Fasciathérapie et Réflexologie Plantaire : le corps comme terrain de transformation
Fasciathérapie et Réflexologie Plantaire : le corps comme terrain de transformation
09 AVR. 2026
09 AV. 2026
On a longtemps considéré le corps comme une mécanique. Un ensemble de structures à réparer, à détendre, à rééquilibrer.
Comme s’il était en permanence en train de “mal fonctionner”. Comme s’il fallait sans cesse le corriger pour qu’il tienne le rythme.
Mais plus j’avance dans ma pratique, plus quelque chose devient évident : le corps n’est pas qu’un système.
Le corps est un espace de vécu.
Et c’est précisément là que la Fasciathérapie et la Réflexologie Plantaire se rencontrent.

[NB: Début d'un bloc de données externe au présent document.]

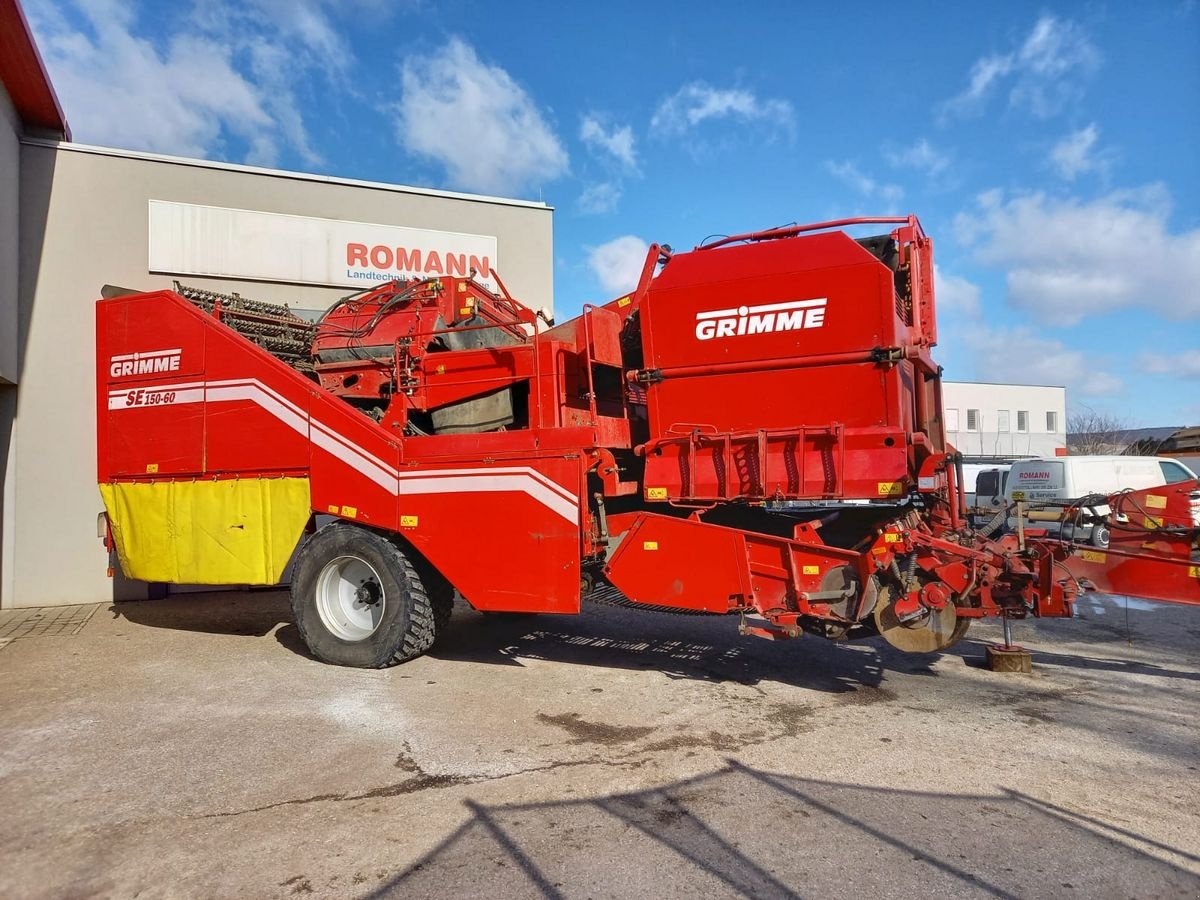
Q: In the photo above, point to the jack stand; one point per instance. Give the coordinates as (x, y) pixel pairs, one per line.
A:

1- Le corps ne se résume pas à son enveloppe physique
Quand une personne vient en séance, elle ne vient jamais “juste” avec une tension ou une douleur physique.
Elle vient avec une histoire, avec des émotions. Avec quelque chose qui s’est inscrit. Et ce quelque chose ne passe pas toujours par les mots. Il passe par le corps.
C’est pour cela que j’aime tant mon métier. Les fascias, les tissus, certaines zones du pied portent des traces. Pas comme une mémoire figée. Mais comme une empreinte vivante. Une mémoire du corps, en mouvement.
C’est ce qui rend la Réflexologie Plantaire et la Fasciathérapie si précieuses dans l’accompagnement des déséquilibres.
2- L’apport fondamental de Danis Bois
Danis Bois a profondément changé la manière d’entrer en relation avec le corps.
Ostéopathe de formation, il a développé la fasciathérapie ainsi que la somato-psychopédagogie. Son approche repose sur une idée essentielle : le corps est sensible, conscient, et participant du processus de transformation.
Dans son ouvrage Sujet sensible et renouvellement du moi, il décrit le corps non pas comme un objet, mais comme un sujet. Un sujet capable de ressentir, d’intégrer et de faire émerger du sens.
Du corps objet au corps sujet
C’est là un basculement majeur. On ne travaille plus sur le corps. On entre en relation avec lui.
On ne cherche plus à corriger. On accompagne ce qui émerge. Et dans cet espace-là, quelque chose de profondément différent se passe. La personne ne subit plus, mais devient actrice de son vécu.
C’est à ce moment précis que les processus naturels de régulation, que l’on appelle aussi l’homéostasie, peuvent se remettre en mouvement.
Dans une lecture ayurvedique, on pourrait faire le lien avec Dhanvantari, symbole de l’équilibre du vivant.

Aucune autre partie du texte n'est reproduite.